Academic Research Data Analysis

All the Metadata’s Stage: Text Mining and Network Analysis of 17th–19th Century British Comedy Titles

November 30, 2025 · 3 min read

About the Project

Literary fiction, as Irish novelist Sydney Owenson observed in A National Tale (1814), often reflects the “mirror of the times” in which it is produced, capturing the morals, customs, peculiarity of character, and prevalence of opinion. The field of literary history has long sought to make this mirror visible by historicizing the relationship between literary works and the broader socioeconomic forces shaping their production.

Moving beyond close readings of “canonical” texts, literary historians such as Franco Moretti have contributed significantly to digital humanities methodologies by demonstrating that this relationship can also be examined at scale through distant reading.
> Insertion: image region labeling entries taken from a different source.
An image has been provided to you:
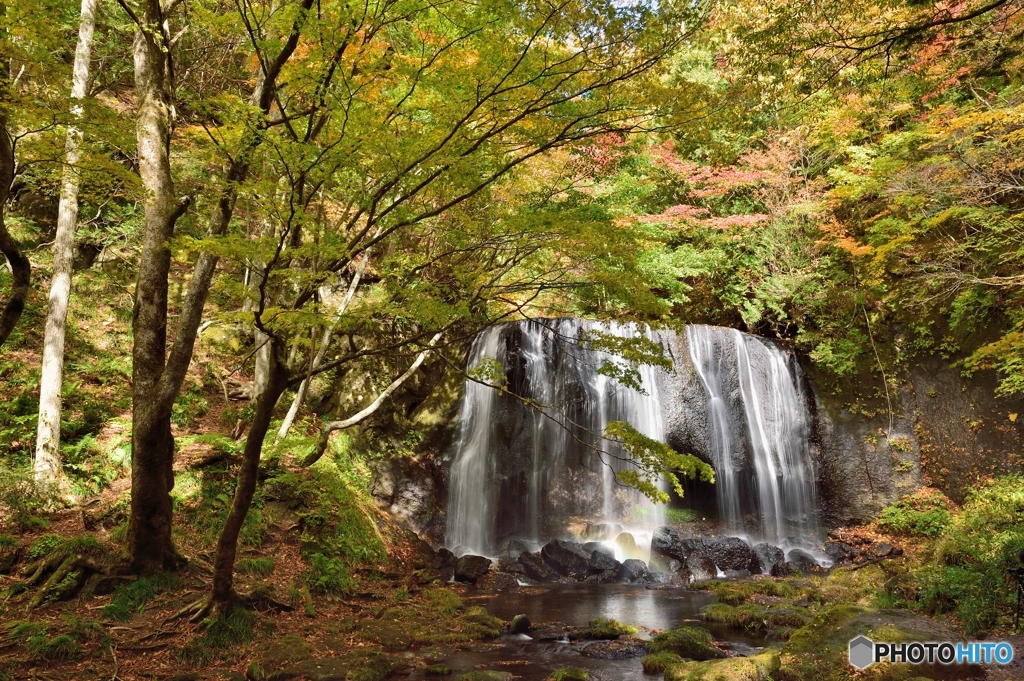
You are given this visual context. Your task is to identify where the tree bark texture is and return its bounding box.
[210,346,288,612]
[0,61,32,345]
[128,0,187,574]
[33,0,98,482]
[129,0,312,573]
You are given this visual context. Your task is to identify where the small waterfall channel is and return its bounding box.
[686,326,818,549]
[444,318,823,557]
[444,318,665,555]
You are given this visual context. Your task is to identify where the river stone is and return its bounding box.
[455,554,490,582]
[754,542,785,574]
[505,538,529,560]
[580,636,647,659]
[459,669,515,681]
[589,548,622,574]
[431,547,457,584]
[519,553,558,582]
[685,553,718,582]
[541,539,590,580]
[785,549,822,574]
[650,526,686,560]
[700,537,760,572]
[615,533,643,558]
[509,614,529,634]
[618,558,650,582]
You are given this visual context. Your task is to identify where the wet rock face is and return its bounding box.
[509,614,530,635]
[618,558,650,582]
[785,549,823,574]
[430,548,457,584]
[754,542,785,574]
[455,554,490,582]
[684,553,718,582]
[541,539,590,580]
[697,537,761,572]
[519,553,558,582]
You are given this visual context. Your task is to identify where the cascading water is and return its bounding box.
[686,326,819,548]
[444,320,664,555]
[444,318,824,559]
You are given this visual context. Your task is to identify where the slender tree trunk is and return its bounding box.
[302,332,442,466]
[278,249,370,441]
[120,0,312,573]
[0,7,32,345]
[210,346,288,613]
[33,0,98,482]
[128,0,187,574]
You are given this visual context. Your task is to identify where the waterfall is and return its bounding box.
[686,326,818,548]
[444,318,665,555]
[444,318,823,556]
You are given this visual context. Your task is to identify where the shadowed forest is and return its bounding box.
[0,0,1024,681]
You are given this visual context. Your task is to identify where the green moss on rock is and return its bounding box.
[647,627,725,661]
[665,649,779,681]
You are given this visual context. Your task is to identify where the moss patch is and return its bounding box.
[647,627,725,661]
[775,605,970,681]
[665,650,779,681]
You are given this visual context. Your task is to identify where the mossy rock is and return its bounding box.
[359,613,416,650]
[647,627,725,661]
[459,669,515,681]
[548,667,590,681]
[256,634,312,676]
[665,649,779,681]
[572,618,637,641]
[459,605,502,639]
[774,605,983,681]
[640,650,683,674]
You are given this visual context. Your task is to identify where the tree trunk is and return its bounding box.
[128,0,187,574]
[0,10,32,345]
[119,0,312,573]
[278,249,371,441]
[33,0,98,482]
[210,346,288,613]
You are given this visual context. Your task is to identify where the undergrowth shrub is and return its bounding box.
[879,487,953,537]
[177,607,260,667]
[100,572,182,622]
[264,457,387,595]
[914,475,1024,635]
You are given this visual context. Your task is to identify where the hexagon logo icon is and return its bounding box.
[850,636,874,669]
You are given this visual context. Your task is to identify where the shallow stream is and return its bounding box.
[399,584,766,681]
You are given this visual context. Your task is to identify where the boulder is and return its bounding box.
[785,549,824,574]
[685,553,718,582]
[615,533,644,558]
[618,558,650,582]
[519,553,558,582]
[588,549,622,574]
[541,539,590,580]
[430,547,457,584]
[509,614,530,634]
[455,553,490,583]
[580,636,647,659]
[650,526,686,561]
[754,542,785,574]
[505,538,529,560]
[700,537,761,572]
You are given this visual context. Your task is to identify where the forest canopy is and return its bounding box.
[0,0,1024,612]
Distant reading allows texts to be analysed across genres, systems, and large textual corpora, shifting attention from individual works to patterns that emerge across them.

While Moretti emphasizes the usefulness of digital databases for large-scale analysis, he also cautions that working with large amounts of data differs fundamentally from traditional literary interpretation: “texts are designed to ‘speak’ to us… but archives are not messages that were meant to address us, and so they say absolutely nothing until one asks the right question” (Moretti 2013, 125). Bibliographic metadata constitutes precisely this kind of archive—a structured but non-expressive body of information that does not “speak” on its own, but becomes analytically productive when approached with clearly formulated research questions. Rather than offering narrative meaning, metadata records the material conditions of literary production, including authorship, genre, publication dates, places of printing, and paratextual elements such as titles and editions. Examining these features at scale enables a distant reading of literary forms as historical artifacts and systems, rather than as isolated works.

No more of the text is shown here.